Thursday, April 18, 2019

Random discussion board thoughts

It would be nice to breathe fresh life into social construction tools like the Discussion Board. Currently managing posts, reviewing and directing students to use a discussion board is time consuming and not very popular. The discussion board could be so much more effective if it could allow you to:
  • set up a discussion board activity where each user has to make a post and there is a tracking sheet that clearly shows if a student has made a post in thread. 
  • A task is set whereby a student is automatically allocated another students' post to reply to. Again, the tracking sheet allows easy review of task completion. (This would also reduce the usual issue of certain posts receiving more responses and others languishing without peer interaction.)
  • A further column in the tracking sheet that shows how many posts a student made overall to the discussion board task activity that was set up.

I also like the 3CQ approach (see Inside Higher Ed article) that could be promoted to encourage further development of skills in forum discussions.

Thursday, February 28, 2019

Food analogies and the 4Ps

Just finished running another action-packed Future Teacher webinar with Ron and Alistair on designing technology-enhanced programmes. I think the food analogy was used to great effect on this theme.
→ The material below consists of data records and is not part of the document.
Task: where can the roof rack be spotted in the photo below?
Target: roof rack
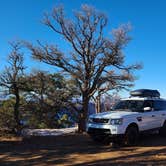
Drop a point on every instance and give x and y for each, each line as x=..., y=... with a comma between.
x=145, y=93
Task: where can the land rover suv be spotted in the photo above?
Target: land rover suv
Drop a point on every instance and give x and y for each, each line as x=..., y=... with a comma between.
x=143, y=111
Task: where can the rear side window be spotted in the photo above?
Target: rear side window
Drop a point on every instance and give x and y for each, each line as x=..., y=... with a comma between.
x=159, y=105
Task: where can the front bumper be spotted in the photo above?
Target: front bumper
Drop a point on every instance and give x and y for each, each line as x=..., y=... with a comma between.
x=104, y=132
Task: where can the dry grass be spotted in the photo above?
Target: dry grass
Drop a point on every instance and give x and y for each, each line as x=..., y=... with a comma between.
x=77, y=149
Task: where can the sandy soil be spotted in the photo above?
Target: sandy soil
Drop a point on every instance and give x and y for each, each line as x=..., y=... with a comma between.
x=80, y=150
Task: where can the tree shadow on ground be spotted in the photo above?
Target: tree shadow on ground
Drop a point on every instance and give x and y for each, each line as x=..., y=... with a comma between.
x=59, y=150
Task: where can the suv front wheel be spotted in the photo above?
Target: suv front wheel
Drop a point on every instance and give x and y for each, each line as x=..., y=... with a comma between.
x=131, y=136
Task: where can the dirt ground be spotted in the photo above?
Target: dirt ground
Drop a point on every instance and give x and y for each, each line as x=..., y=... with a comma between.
x=80, y=150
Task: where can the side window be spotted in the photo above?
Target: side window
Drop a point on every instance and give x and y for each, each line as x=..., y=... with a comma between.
x=159, y=105
x=148, y=103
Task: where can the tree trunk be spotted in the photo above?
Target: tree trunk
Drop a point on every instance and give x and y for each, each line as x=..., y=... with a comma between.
x=83, y=117
x=98, y=104
x=16, y=109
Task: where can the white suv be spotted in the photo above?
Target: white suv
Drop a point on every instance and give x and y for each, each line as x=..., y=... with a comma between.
x=143, y=111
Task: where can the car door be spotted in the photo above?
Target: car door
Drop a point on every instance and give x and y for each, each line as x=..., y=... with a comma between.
x=148, y=118
x=160, y=112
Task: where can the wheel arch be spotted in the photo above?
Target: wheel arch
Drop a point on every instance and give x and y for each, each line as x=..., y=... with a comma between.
x=133, y=124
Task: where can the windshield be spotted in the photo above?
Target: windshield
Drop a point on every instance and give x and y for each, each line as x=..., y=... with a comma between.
x=130, y=105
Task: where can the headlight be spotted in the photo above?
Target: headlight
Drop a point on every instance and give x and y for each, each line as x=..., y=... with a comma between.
x=90, y=120
x=116, y=121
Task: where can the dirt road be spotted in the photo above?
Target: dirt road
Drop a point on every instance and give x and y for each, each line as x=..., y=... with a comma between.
x=79, y=150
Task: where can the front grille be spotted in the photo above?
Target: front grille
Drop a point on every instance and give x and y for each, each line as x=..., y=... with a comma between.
x=98, y=131
x=100, y=120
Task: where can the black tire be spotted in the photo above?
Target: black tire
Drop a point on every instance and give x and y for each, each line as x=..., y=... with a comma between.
x=131, y=136
x=162, y=131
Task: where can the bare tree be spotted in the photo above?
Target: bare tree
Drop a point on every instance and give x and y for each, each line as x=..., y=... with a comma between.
x=94, y=58
x=11, y=79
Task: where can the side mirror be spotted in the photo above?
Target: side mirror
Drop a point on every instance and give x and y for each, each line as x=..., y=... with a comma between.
x=147, y=109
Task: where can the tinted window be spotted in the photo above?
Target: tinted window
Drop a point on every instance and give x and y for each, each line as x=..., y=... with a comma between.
x=132, y=105
x=159, y=105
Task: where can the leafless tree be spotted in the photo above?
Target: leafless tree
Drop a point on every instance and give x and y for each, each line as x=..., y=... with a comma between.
x=94, y=58
x=11, y=79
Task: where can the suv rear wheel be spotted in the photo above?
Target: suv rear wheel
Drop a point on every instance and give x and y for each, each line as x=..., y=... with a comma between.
x=131, y=136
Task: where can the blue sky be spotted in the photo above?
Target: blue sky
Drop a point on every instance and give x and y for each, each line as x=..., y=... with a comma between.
x=21, y=19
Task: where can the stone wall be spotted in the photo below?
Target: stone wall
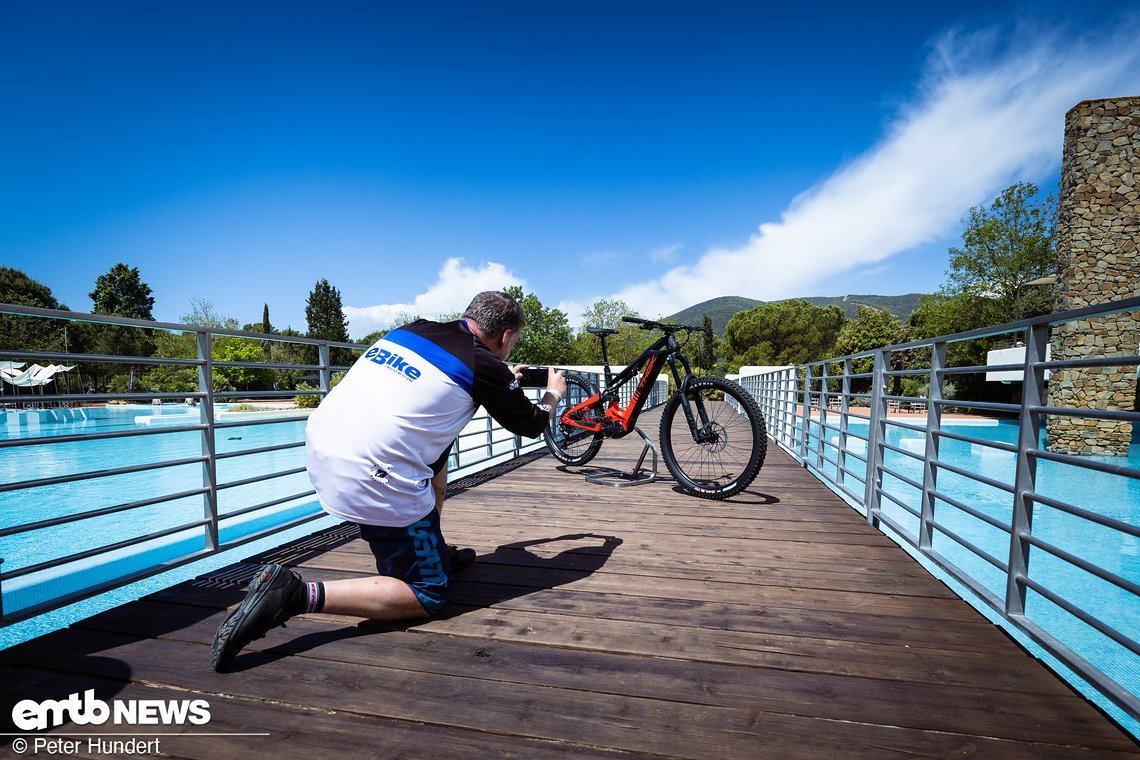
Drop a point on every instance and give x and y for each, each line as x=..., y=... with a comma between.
x=1098, y=260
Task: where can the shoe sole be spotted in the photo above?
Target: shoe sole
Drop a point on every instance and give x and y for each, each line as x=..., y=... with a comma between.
x=219, y=659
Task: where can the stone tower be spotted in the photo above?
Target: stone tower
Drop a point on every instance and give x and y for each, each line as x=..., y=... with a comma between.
x=1098, y=237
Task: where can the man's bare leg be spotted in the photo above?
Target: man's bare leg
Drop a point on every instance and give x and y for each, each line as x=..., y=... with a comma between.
x=379, y=597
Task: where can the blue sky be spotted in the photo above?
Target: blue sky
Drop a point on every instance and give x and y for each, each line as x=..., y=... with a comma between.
x=415, y=153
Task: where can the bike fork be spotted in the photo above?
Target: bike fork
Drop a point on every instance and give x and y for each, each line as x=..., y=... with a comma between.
x=699, y=422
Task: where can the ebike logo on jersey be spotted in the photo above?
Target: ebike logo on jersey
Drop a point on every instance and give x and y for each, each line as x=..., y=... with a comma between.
x=29, y=714
x=393, y=361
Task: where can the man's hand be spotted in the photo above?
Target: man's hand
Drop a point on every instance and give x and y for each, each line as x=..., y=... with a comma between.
x=556, y=380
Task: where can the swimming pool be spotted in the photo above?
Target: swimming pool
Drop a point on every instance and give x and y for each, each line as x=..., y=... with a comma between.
x=64, y=457
x=66, y=452
x=1101, y=493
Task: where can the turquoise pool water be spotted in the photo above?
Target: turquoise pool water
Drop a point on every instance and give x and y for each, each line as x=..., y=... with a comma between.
x=47, y=501
x=1105, y=493
x=1102, y=493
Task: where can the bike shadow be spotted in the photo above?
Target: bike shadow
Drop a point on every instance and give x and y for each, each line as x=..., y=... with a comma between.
x=746, y=497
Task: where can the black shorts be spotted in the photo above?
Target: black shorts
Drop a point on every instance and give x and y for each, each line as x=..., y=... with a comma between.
x=415, y=555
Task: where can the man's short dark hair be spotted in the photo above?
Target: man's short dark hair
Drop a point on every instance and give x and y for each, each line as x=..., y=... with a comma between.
x=495, y=312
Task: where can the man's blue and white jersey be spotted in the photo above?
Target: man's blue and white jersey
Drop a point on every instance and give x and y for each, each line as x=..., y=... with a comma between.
x=379, y=436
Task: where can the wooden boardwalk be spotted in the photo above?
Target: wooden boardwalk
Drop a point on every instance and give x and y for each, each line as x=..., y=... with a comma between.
x=596, y=622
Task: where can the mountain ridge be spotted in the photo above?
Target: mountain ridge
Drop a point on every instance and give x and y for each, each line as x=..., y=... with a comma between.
x=723, y=308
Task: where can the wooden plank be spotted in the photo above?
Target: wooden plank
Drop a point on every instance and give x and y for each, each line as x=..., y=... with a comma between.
x=664, y=726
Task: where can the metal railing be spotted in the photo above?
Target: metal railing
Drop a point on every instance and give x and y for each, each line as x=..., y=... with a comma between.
x=1045, y=540
x=96, y=493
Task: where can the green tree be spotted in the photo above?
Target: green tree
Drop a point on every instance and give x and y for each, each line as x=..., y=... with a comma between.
x=783, y=333
x=546, y=334
x=168, y=378
x=706, y=354
x=22, y=333
x=872, y=328
x=324, y=313
x=122, y=293
x=1003, y=247
x=620, y=349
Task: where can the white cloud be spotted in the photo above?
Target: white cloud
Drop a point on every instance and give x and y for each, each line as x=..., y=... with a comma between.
x=980, y=122
x=667, y=254
x=452, y=292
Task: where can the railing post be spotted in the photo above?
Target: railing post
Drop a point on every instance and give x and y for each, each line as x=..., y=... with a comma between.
x=844, y=419
x=934, y=424
x=788, y=392
x=822, y=443
x=1033, y=395
x=877, y=431
x=205, y=414
x=326, y=373
x=806, y=415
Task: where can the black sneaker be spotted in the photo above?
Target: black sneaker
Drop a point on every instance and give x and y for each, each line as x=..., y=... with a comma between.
x=263, y=609
x=458, y=560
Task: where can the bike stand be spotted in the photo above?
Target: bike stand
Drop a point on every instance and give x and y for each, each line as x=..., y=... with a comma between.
x=638, y=476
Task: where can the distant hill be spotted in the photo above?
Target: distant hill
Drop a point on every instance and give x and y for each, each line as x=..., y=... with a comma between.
x=721, y=310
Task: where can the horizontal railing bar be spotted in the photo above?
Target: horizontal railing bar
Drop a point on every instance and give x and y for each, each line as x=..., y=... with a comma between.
x=969, y=545
x=25, y=528
x=251, y=423
x=895, y=525
x=266, y=505
x=263, y=449
x=1015, y=367
x=45, y=440
x=100, y=549
x=102, y=358
x=1083, y=564
x=1081, y=614
x=99, y=473
x=258, y=479
x=1122, y=696
x=906, y=373
x=90, y=398
x=285, y=394
x=269, y=365
x=965, y=579
x=1088, y=414
x=904, y=479
x=1085, y=514
x=974, y=476
x=984, y=406
x=901, y=425
x=127, y=321
x=970, y=511
x=1124, y=471
x=1096, y=361
x=902, y=505
x=909, y=455
x=976, y=441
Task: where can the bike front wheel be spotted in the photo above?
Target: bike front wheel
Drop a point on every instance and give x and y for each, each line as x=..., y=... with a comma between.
x=570, y=444
x=719, y=454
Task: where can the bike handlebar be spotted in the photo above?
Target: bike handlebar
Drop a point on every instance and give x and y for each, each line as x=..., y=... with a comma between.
x=649, y=324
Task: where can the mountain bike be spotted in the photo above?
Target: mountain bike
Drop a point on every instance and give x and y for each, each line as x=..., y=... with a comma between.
x=713, y=433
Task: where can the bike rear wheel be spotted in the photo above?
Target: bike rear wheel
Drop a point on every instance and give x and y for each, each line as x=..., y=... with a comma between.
x=569, y=444
x=719, y=458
If someone said they wanted you to prepare meals, you would instantly ask certain questions (apart from the why!!): When, how often, for how many, buffet or sit down 3-course meal, what cuisine, how many options or choices people should have and so on.

And yet, when we are asked to create an online programme, we rarely ask all the questions we need to ask in order to create the right learning experience for the learners. That's why using frameworks and models can be so helpful as they remind you of things you maybe hadn't thought of. I came up with the 4Ps (well, 3 and Alistair added one) to help make sense of the range of advice out there:

  • Philosophy - what is your learning intention or teaching philosophy? Do you want students to self-access some materials or to work collaboratively with others?
  • Psychology - how are you going to motivate and engage your learners? How are you going to make it more brain-friendly?
  • Process - what models (recipes and cooking methods) and development processes will help you to ensure you have the best chance of success? How will you know if x number of quizzes is too much or too little? How will you get feedback?
  • Production - what tools or platforms will you use to generate the content, resources and activities?

On closing, Alistair came up with another great use of the food analogy. If cooking for friends, you might ask if anyone has any food intolerances before you decide what to cook. That's just like taking into account accessibility needs when designing our programmes. In fact, there may be so many requirements to cater for that you should plan enough 'alternatives' so everyone can have a balanced meal even if they are vegan, have nut-allergies, are gluten-intolerant and so on.